It is those outputs that will let us do something really cool here. My “remote” box is a PSX-4, allowing me to run a cable out from one booster to the box and then power the Red, Yellow, Blue and Green N-Trak lines each via their own breaker. But this box is going to be physically remote, so I need a way to centrally see the status. The outputs will let me run the status into something that speaks LocoNet, and a Digitrax DS-64 comes to the rescue.

Most folks think of a DS-64 as a switch machine driver. That’s a great use for the box as well. However I’m interested here in its 8 inputs, and ability to use them to report general sensor messages. It’s the cheapest box I could find for 8 sensor inputs. Each of the PSX-1 units has an output for “block occupied” and “block shorted”, we’ll run those into the DS-64.

Wiring is simple.

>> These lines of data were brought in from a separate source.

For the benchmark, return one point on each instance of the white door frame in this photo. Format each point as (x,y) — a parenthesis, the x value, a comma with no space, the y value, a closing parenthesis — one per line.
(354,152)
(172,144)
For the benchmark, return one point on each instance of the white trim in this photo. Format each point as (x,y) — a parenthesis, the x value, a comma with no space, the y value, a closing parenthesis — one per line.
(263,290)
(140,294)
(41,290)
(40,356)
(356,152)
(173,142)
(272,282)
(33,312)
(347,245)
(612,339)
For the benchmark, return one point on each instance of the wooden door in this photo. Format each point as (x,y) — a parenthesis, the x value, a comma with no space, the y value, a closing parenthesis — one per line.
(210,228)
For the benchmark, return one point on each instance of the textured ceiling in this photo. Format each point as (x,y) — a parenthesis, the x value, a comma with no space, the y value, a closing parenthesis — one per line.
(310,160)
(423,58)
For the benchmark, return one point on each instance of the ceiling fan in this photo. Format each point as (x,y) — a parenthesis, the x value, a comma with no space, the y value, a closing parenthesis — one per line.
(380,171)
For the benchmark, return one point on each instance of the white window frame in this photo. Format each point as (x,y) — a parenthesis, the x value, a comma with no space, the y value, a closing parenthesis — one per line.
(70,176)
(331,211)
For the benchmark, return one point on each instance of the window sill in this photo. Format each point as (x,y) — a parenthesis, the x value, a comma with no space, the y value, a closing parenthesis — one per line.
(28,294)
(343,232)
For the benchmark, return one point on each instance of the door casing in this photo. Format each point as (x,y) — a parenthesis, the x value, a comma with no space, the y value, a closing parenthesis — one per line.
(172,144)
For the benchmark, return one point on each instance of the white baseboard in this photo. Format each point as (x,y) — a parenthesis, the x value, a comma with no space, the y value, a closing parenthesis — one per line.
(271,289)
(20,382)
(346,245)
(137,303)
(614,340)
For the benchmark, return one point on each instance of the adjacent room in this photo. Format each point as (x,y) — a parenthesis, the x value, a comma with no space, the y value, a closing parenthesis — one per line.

I use DCC track power to power the DS-64, as when it is not driving switch machines it uses very little power and this means I don’t need more cables and power supplies. A common wire comes out and hooks up to the positive sensor terminal on each PSX-1. I then run the negative side of each sensor terminal to one of the 8 inputs on the DS-64.

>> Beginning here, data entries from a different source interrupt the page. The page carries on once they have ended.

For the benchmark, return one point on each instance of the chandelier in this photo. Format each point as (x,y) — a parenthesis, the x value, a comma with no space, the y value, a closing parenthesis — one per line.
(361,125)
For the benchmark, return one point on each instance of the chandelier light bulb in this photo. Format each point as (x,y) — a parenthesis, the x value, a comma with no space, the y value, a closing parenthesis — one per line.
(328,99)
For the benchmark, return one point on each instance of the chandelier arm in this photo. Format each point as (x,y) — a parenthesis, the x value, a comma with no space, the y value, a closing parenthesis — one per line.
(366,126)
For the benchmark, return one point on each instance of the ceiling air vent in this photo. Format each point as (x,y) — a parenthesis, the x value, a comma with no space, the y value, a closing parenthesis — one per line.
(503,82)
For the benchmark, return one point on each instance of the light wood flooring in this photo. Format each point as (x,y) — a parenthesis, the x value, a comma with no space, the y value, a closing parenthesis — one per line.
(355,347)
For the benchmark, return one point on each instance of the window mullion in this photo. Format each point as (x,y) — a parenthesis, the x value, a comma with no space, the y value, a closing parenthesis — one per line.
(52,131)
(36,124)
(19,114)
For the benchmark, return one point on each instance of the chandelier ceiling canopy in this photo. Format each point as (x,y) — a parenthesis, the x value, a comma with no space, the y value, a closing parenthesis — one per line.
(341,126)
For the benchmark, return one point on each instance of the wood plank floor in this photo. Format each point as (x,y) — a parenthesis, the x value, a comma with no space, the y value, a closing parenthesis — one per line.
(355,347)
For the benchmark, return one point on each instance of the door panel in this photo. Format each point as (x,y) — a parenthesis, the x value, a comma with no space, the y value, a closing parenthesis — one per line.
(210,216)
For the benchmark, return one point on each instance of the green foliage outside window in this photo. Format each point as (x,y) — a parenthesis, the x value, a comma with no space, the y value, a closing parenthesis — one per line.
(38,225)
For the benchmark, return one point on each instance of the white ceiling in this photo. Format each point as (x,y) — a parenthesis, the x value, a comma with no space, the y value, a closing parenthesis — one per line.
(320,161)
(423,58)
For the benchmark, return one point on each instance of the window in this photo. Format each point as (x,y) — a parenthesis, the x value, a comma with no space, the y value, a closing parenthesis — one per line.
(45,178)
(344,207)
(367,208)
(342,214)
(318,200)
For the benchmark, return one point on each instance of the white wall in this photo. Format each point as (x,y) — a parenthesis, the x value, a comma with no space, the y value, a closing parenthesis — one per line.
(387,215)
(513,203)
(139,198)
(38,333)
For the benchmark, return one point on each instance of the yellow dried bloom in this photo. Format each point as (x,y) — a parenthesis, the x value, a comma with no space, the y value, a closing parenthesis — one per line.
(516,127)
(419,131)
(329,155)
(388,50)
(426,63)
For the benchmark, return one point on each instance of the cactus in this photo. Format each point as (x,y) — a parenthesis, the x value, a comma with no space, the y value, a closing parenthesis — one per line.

The DS-64 is given an address, which determines its sensor numbers. I’ve built a simple panel in “Panel Pro” (a JMRI tool) to display the status on the screen. Here’s a screen shot:

The first colored icon is the track status. Green is no trains present, for example the red and green line outputs. Yellow means a train is present on that track, which is shown on the yellow line. Red indicates a short circuit, the blue line is shorted here. These are updated in real time by the DS-64. Next to that are little power button icons. These issue switch commands directed at the PSX units to turn an individual segment on or off. Green means the segment is currently on, here the red, yellow and blue lines. Red means the segment is off, in this case the green line.

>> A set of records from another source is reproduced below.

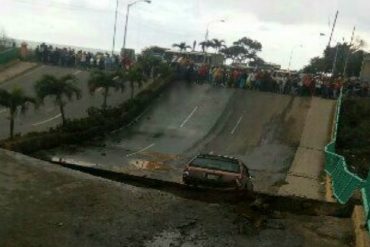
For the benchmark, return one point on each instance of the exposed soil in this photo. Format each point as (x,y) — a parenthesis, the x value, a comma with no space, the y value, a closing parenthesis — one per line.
(46,205)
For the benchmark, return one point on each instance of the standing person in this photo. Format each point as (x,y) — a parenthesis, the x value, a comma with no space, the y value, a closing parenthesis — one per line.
(83,60)
(318,86)
(258,80)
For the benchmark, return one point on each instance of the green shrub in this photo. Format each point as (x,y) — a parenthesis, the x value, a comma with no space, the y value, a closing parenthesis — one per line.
(353,140)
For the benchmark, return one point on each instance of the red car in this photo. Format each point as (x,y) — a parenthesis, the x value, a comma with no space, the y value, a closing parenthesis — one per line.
(218,172)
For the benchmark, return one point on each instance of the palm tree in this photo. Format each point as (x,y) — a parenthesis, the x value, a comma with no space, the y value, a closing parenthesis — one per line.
(99,79)
(59,89)
(15,100)
(218,44)
(135,76)
(182,46)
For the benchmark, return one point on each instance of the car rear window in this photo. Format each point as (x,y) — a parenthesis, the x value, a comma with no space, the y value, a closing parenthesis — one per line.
(215,164)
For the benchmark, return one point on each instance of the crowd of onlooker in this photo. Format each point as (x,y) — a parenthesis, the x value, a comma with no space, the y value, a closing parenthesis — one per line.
(223,76)
(69,57)
(272,81)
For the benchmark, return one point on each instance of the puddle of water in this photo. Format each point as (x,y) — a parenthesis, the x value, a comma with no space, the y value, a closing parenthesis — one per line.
(72,161)
(165,239)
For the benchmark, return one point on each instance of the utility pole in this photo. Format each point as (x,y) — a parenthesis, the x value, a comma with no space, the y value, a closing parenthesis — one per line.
(332,31)
(335,61)
(115,28)
(349,52)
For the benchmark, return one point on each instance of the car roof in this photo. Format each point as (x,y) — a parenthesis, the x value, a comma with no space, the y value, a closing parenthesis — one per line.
(218,157)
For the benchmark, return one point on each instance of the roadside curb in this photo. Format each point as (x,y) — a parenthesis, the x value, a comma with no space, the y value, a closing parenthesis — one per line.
(362,238)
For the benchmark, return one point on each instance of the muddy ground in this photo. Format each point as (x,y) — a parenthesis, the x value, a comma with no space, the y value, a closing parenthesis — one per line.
(45,205)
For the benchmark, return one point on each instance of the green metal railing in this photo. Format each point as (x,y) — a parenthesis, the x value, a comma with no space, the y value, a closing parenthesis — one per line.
(344,182)
(8,55)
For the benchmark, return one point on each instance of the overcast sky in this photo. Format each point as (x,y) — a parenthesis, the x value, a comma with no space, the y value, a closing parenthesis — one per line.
(280,25)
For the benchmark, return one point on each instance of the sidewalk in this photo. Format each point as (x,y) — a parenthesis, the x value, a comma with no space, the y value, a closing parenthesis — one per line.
(304,175)
(16,69)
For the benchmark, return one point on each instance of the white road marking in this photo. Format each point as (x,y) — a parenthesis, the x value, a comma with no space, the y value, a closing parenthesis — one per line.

Now from a centralized point I can monitor the layout by looking at the RRAmpMeters and other lights on the box itself and also monitor from my PC, knowing instantly how many blocks have trains in them and if there are any shorts anywhere on the layout! As you might imagine, on a large N-Trak layout it’s a huge win to have a central monitoring console. Plus, if there are runaway trains or other problems I can disable individual segments, no need for the global power off button. This sort of central control isn’t often done due to the setup time required, but by pre-building all of this at home I have reduced the show setup time to almost zero, which makes central monitoring quite practical.

I still need to learn some things about JMRI. I would like to be able to play a sound when a short occurs to provide an additional alert. I’m also going to make a “Layout” view, so you can visually watch the layout in that form. That’s all software though, and can be easily played with over time.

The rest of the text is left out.